Premier pays touché par le nouveau coronavirus, la Chine a durement souffert au cours des trois derniers mois. Mais aujourd’hui, le pays commence à se rétablir, au moment même où le reste du monde succombe à la maladie.
Cela pose un problème aux fabricants chinois, dont beaucoup sont de nouveau opérationnels mais font face à une faible demande des pays en crise. Mais cela offre également à la Chine une énorme opportunité à court terme d’influencer le comportement d’autres États.
Malgré les premières erreurs qui ont probablement coûté la vie à des milliers de personnes, Pékin a appris à lutter contre le nouveau virus et dispose de matériel. Ce sont des atouts précieux et Pékin les a habilement déployés.
Début mars, l'Italie a appelé les autres pays de l'UE à fournir du matériel médical d'urgence, alors que des pénuries critiques obligeaient ses médecins à prendre des décisions déchirantes quant aux patients à sauver et à laisser mourir. Aucun d’eux n’a répondu. Mais la Chine l’a fait, proposant de vendre des respirateurs, des masques, des combinaisons de protection et des écouvillons.
Comme l’ont soutenu les experts sinologiques Se précipiter Doshi e Julien Gewirtz, Pékin cherche à se présenter comme le leader de la lutte mondiale contre le nouveau coronavirus afin de favoriser la bonne volonté et d’étendre son influence.
Pékin cherche à se présenter comme le leader de la lutte mondiale contre le nouveau coronavirus.
C’est embarrassant pour l’administration Trump, qui a mis du temps à réagir au nouveau virus. Loin de servir de fournisseur mondial de biens publics, les États-Unis disposent de peu de ressources à offrir aux autres États. Pour couronner le tout, les États-Unis pourraient bientôt se retrouver à la merci de la charité chinoise : le cofondateur milliardaire d'Alibaba, Jack Ma, a proposé de faire don de 500.000 XNUMX kits de test et d'un million de masques.
La nouvelle géopolitique de la mondialisation
Alors que les hommes politiques du monde entier luttent pour gérer le nouveau coronavirus et ses conséquences, ils devront se rendre compte que la mondialisation et l’économie mondiale ne fonctionnent pas comme ils le pensaient.
La mondialisation nécessite une spécialisation toujours croissante du travail dans différents pays, un modèle qui crée des efficacités extraordinaires mais aussi des vulnérabilités extraordinaires.
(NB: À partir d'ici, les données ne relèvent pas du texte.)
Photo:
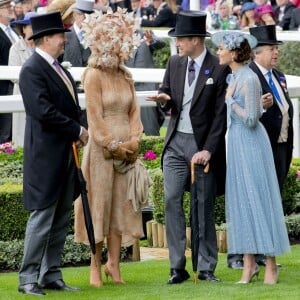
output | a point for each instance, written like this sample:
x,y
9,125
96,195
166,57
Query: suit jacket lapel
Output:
x,y
4,36
204,73
56,78
181,79
264,84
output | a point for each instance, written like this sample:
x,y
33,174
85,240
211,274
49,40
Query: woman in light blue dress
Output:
x,y
254,214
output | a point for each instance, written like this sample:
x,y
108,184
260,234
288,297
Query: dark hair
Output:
x,y
243,53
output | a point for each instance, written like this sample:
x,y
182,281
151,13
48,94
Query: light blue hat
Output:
x,y
232,39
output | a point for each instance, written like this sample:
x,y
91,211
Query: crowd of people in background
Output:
x,y
222,14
Des chocs comme la pandémie de coronavirus révèlent ces vulnérabilités. Les fournisseurs uniques, ou les régions du monde spécialisées dans un produit particulier, peuvent créer une fragilité inattendue en temps de crise, provoquant l’effondrement des chaînes d’approvisionnement.
Dans les mois à venir, de nombreuses autres vulnérabilités seront révélées.
Le résultat pourrait être un changement dans la politique mondiale. La santé et la sécurité de leurs citoyens étant en danger, les pays peuvent décider de bloquer les exportations ou de saisir des fournitures essentielles, même si cela nuit à leurs alliés et voisins.
Un tel retrait de la mondialisation ferait de la générosité un outil d’influence encore plus puissant pour les États qui en ont les moyens.
Jusqu’à présent, les États-Unis n’ont pas été un leader dans la réponse mondiale au nouveau coronavirus et ont cédé au moins une partie de ce rôle à la Chine.
Le coronavirus remodèle la géopolitique de la mondialisation, mais les États-Unis ne s’adaptent pas. Le patient se cache sous les couvertures.
Bianca Stan – Diplômé en droit, écrivain avec plusieurs livres publiés en Roumanie et journaliste du groupe « Anticipatia » (Bucarest), il se concentre sur l'impact des technologies exponentielles, la robotique militaire et leur intersection avec les tendances mondiales, l'urbanisation et la géopolitique à long terme. Il vit à Naples.